How much testing we’ll need is, like everything with COVID, contested. A HHS report in late May was criticized for saying we needed only 300,000 tests a day. Regardless, we are well above that now, and some days approaching twice that number.

The more extravagant estimates, like that the Edmond J. Safra Center at Harvard, say we’ll need millions a day.

The administration is skeptical of those kind of numbers. Birx says that the questions she asks regarding the level of testing in the states are

Do they have enough tests to identify outbreaks, stop outbreaks? Do they have enough tests to protect the vulnerable individuals in their communities where they’re decreasing hospitalizations, decreasing deaths?
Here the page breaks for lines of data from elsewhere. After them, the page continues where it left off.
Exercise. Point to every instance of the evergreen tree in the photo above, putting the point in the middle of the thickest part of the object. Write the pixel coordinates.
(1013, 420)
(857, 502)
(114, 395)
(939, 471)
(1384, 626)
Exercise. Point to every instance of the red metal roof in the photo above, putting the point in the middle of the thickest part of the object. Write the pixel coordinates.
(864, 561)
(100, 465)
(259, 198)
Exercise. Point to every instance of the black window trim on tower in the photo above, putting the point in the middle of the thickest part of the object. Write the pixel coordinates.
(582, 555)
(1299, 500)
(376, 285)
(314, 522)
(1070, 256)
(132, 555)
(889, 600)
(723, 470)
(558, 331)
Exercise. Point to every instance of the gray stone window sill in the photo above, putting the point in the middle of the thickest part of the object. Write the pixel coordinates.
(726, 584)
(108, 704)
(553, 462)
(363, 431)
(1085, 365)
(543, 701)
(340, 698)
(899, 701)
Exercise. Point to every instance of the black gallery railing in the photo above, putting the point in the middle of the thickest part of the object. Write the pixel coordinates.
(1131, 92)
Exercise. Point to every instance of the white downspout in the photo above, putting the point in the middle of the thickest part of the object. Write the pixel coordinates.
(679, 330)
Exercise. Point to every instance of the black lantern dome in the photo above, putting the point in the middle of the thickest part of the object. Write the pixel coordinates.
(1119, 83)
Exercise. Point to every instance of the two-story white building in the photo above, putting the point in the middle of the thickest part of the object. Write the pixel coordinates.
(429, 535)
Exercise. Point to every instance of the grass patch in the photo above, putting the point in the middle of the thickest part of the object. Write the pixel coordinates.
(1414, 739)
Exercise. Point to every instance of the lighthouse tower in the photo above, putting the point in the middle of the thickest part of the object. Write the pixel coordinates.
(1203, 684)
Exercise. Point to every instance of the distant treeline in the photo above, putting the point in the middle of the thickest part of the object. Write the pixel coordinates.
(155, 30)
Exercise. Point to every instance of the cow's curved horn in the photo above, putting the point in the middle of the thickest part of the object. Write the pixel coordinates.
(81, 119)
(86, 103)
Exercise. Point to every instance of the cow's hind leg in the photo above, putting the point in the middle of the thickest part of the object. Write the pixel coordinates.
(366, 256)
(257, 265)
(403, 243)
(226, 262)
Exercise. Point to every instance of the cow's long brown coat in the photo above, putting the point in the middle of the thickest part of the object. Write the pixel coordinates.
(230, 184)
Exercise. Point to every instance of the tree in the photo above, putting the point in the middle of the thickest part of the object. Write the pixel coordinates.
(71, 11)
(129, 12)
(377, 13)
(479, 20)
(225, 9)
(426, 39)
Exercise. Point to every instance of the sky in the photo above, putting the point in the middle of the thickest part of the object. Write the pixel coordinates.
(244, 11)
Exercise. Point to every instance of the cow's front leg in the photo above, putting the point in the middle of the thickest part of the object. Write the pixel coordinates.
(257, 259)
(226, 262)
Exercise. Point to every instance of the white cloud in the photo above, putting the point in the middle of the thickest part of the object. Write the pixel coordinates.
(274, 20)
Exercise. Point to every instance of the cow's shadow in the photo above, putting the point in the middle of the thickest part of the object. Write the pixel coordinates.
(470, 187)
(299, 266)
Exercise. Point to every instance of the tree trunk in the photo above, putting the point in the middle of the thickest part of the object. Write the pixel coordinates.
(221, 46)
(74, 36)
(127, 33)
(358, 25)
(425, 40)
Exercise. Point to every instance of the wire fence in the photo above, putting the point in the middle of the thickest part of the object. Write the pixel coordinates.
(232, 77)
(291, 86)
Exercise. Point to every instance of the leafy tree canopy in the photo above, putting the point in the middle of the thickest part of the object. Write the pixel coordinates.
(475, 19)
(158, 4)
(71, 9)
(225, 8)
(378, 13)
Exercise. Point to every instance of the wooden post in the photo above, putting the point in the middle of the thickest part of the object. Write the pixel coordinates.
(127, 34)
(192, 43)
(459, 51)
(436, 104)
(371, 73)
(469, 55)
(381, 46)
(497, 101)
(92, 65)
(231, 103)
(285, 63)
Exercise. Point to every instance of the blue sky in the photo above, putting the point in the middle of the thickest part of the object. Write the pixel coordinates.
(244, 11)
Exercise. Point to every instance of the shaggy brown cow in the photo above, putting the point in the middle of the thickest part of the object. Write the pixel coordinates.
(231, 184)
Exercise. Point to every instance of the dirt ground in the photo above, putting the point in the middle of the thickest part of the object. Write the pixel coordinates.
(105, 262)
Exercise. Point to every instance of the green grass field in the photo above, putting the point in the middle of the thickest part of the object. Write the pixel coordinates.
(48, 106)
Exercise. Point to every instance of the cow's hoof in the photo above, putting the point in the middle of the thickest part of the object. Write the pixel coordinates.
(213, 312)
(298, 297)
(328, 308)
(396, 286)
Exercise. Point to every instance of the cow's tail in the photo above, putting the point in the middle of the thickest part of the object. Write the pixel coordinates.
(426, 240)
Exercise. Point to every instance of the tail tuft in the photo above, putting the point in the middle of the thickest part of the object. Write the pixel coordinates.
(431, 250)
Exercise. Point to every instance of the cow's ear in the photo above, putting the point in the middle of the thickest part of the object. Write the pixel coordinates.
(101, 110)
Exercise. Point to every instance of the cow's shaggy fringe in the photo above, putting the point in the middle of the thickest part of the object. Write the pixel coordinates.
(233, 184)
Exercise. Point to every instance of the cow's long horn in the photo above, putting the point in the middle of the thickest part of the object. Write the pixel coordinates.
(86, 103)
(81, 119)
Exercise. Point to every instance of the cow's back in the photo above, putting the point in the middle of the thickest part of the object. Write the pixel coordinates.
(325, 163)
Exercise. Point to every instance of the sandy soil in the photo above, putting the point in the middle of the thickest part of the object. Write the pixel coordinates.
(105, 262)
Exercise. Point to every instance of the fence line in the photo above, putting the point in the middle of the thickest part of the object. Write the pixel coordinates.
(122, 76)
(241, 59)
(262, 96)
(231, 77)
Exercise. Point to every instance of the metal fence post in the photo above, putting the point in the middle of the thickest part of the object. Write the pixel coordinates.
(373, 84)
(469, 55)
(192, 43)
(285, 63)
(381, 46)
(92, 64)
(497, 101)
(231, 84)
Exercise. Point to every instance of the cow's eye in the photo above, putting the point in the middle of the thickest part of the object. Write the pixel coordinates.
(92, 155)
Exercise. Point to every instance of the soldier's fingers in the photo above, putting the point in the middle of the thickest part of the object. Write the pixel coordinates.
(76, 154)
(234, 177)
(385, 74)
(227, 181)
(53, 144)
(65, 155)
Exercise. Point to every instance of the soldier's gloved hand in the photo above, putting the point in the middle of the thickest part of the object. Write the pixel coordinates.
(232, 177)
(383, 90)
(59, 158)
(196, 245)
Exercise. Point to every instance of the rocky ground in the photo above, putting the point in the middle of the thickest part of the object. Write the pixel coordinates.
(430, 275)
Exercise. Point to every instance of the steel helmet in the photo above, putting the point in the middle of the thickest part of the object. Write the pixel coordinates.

Do they have enough tests to ensure that they can diagnose every single person with symptoms and contact-trace? To me, that’s the indicator. But I can’t find anybody who says, “That’s where I came up with the 3 million a day.”

What shouldn’t be a matter of dispute is that after a stumbling out of the gate, we are in a much better place on testing — thanks, in large part, to a Trump-administration strategy that the press scorned, or said didn’t exist.